Based on our microscopic examination of Bacteroidetes from the surface ocean, data from pure cultures of G. forsetii and genomic information (Koropatkin ; Teeling ; Kabisch ), we hypothesise that the substrate uptake we observed is homologous to the sus-like mechanism of gut Bacteroidetes. This mechanism has recently been referred to as ‘selfish’ by Cuskin owing to the fact that, after uptake of large oligosaccharides, further degradation occurs in the protected periplasmic space. Selfish substrate uptake confers a distinct ecological benefit by minimising formation of monosaccharides, disaccharides and trisaccharides in the external environment and avoiding diffusive loss of enzymes (Figure 3d; Cuskin ). The uptake of chondroitin sulphate by Planctomycetes likely occurs via an analogous but unknown mechanism.

As demonstrated by the substantial fraction of the natural microbial community that was stained by just three distinct substrates (Figure 1a), this substrate utilisation strategy is important not only in the anaerobic and organic-carbon rich environment of the human gut (Cuskin ) but also in the oxic, dilute and comparatively organic-carbon-poor surface waters of the Atlantic Ocean. Although these experiments were carried out in bottle incubations that may well have led to changes in the microbial community from its initial composition, the organisms growing later in the incubations must ultimately have originated from the seawater sample we collected. The activity seen later in the incubations thus may not reflect the exact dynamics that occur in the ocean, but nonetheless highlight the selfish uptake capabilities that these microorganisms possess. Moreover, the observation that FLA-PS were bound by organisms in both the early (initial 30 min) and late (up to 18 days) phases of the incubations suggest that this strategy of substrate acquisition competes well with alternative strategies of substrate utilisation in complex microbial communities. These observations imply that a re-evaluation of models of bacterial substrate utilisation in natural environments will be necessary. Current models typically encompass two classes of organisms, those that produce enzymes that release low-molecular-weight substrates to the environment and those that use the hydrolysis products but do not produce enzymes themselves (for example,Allison, 2005; Kaiser ; Traving ). These two-player models will need to be expanded to consider organisms that have evolved mechanisms to minimise substrate sharing.

Conclusions

Measurements and models of the manner in which the most abundant products of photosynthesis, polysaccharides, are channelled into the microbial food chain need to account for the varying ecological strategies of heterotrophic marine bacteria. Most field measurements of enzyme activities rely on substrate proxies containing monomers (Zaccone ; Kellogg and Deming, 2014); carbohydrate uptake measurements in ocean waters likewise are made most frequently with monosaccharides (Rich ). These measurements do not account for bacteria that quickly capture and process HMW polysaccharides. The speed and extent of selfish substrate uptake by phylogenetically distinct bacteria at five widely spaced stations in the Atlantic Ocean demonstrate that this is an important mechanism of carbon utilisation that previously has been overlooked. Future models as well as measurements will need to account for this mode of substrate acquisition as part of microbially driven carbon cycling in the ocean.

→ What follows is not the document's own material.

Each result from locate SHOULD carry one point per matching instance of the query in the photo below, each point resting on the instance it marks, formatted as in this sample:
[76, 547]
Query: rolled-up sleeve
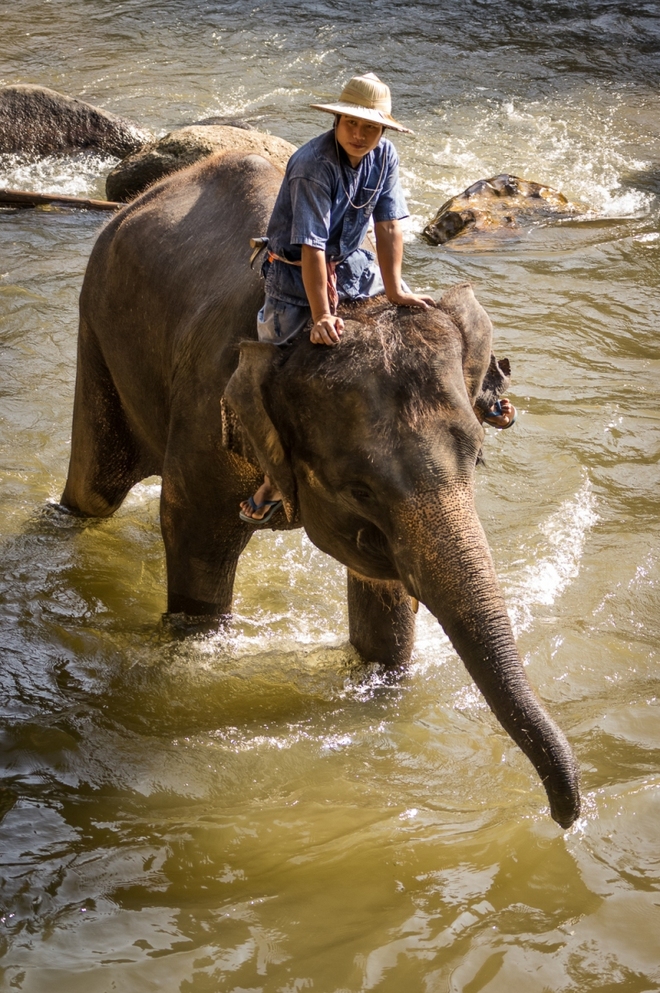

The FLA-PS staining method, in combination with FISH, allows for direct identification of polysaccharide-degrading bacteria in environmental samples. Based on this new method, future studies can specifically measure the types and quantities of phytoplankton-produced polysaccharides that are processed by this mechanism, as well as explore other locations and conditions under which selfish substrate utilisation may predominate.